Well, I think that just about covers all the good stuff. Let’s rap about the negatives, but there aren’t very many.

First, I wasn’t aware that AA only had cigarette adapters. Had I known that I probably would have ran to the Apple store to find one. But that’s not a knock against Aircell. However, it did deter from the entire experience. So remember to bring your adapaters!

UMA was spotty on my BlackBerry and it’s something that Aircell is aware of, so they’ll hopefully have it resolved in the near future. But that doesn’t mean I wasn’t able to send/receive e-mails BB messages or surf the Web. I just wasn’t able to send and receive SMS/MMS when UMA wasn’t active.
Overall, I give Aircell’s Gogo service two thumbs up. It worked as advertised and while the entire flight wasn’t using the service, I think enough folks were using it to see how my bandwidth was affected and what certain activities did to my own bandwidth. As I said before, I noticed very little drops in speed for simple Web browsing and chatting.

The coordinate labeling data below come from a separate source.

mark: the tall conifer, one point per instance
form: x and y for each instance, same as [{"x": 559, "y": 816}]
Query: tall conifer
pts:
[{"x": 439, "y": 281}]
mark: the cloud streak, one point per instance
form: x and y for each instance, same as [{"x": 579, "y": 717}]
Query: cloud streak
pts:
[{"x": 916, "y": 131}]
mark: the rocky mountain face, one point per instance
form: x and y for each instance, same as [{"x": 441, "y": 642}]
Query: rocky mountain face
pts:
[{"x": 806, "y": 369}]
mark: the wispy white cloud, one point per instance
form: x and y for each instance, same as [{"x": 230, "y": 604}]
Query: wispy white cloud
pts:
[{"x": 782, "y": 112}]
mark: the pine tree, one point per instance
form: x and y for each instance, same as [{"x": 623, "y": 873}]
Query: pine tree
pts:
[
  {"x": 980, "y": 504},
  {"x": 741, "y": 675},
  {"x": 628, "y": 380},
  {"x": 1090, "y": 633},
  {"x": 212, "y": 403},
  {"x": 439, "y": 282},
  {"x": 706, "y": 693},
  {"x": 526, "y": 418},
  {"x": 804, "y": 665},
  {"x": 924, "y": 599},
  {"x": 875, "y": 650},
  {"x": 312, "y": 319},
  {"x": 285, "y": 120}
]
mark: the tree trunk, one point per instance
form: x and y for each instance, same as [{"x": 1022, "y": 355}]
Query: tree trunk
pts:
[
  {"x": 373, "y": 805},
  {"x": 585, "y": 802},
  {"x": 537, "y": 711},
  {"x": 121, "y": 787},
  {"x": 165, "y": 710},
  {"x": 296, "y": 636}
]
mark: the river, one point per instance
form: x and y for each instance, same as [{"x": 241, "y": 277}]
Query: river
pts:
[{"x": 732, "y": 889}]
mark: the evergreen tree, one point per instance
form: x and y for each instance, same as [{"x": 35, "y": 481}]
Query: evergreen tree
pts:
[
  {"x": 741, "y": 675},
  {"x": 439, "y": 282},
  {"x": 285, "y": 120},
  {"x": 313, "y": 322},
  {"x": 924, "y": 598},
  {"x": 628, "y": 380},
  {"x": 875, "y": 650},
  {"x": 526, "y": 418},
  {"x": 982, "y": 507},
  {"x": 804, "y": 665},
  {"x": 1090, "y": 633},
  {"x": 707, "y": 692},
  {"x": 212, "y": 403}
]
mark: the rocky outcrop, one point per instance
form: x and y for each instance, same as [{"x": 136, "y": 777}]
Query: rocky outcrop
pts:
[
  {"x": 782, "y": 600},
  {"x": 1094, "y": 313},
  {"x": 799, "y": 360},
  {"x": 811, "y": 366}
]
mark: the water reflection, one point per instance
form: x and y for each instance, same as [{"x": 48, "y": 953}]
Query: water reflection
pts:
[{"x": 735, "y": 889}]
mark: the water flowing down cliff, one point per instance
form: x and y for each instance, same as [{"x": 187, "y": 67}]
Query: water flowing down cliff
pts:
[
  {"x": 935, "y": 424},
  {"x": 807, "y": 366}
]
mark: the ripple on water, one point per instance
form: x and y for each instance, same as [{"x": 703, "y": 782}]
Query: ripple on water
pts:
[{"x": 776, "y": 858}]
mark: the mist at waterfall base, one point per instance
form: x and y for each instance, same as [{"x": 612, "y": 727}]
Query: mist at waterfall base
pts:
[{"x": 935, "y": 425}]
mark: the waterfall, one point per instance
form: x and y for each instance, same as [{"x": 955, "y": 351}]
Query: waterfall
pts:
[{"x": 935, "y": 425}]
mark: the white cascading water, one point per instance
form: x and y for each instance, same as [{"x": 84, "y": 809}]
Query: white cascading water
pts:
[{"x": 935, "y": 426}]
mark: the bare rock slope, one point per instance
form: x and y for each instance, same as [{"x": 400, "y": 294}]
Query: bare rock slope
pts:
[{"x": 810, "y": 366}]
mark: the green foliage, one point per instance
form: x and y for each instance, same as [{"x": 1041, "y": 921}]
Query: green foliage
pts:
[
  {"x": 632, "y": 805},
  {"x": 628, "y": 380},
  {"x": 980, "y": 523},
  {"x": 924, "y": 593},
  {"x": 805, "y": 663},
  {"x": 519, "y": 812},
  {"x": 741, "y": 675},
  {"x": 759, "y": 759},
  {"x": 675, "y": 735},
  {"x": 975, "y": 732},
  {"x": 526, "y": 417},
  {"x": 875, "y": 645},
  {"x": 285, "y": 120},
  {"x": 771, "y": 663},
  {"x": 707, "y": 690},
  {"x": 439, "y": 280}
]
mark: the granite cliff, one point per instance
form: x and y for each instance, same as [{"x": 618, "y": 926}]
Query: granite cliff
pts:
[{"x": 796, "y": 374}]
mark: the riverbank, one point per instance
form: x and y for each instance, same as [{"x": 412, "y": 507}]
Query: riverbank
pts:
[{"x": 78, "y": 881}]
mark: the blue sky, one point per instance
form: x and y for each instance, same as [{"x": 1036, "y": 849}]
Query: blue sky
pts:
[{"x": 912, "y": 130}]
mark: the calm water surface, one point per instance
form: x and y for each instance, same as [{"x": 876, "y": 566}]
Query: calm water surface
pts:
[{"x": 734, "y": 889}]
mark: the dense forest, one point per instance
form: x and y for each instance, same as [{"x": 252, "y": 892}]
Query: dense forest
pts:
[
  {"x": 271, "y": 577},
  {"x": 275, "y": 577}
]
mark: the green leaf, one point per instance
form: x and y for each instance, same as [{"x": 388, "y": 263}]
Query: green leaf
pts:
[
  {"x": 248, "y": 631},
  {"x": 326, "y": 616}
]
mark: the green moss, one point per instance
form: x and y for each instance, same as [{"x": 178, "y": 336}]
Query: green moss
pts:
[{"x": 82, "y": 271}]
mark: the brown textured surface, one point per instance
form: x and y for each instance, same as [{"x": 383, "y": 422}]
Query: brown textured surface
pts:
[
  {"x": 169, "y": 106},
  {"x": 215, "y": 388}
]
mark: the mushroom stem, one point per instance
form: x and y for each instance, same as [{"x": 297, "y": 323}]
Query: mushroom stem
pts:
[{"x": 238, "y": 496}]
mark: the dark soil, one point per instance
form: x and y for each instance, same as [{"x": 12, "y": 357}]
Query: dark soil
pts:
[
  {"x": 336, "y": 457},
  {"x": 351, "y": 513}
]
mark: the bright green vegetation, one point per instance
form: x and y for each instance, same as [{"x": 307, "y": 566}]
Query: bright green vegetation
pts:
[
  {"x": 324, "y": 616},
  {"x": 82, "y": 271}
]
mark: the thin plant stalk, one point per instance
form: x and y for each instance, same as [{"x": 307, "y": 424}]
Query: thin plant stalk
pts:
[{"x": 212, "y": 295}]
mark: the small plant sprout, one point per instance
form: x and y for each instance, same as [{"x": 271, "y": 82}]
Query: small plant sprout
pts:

Is it worth the $13? That’s your call, but it sure comes in handy on transcontinental flights that serve up horrible in-flight entertainment and it makes the time fly. Unless, of course, you’re flying Virgin America and have access to RED. Once Gogo rolls out on VA they’ll be undoubtedly the best airline for entertainment and service. But kudos to American Airlines for having the cojones to roll this service out first.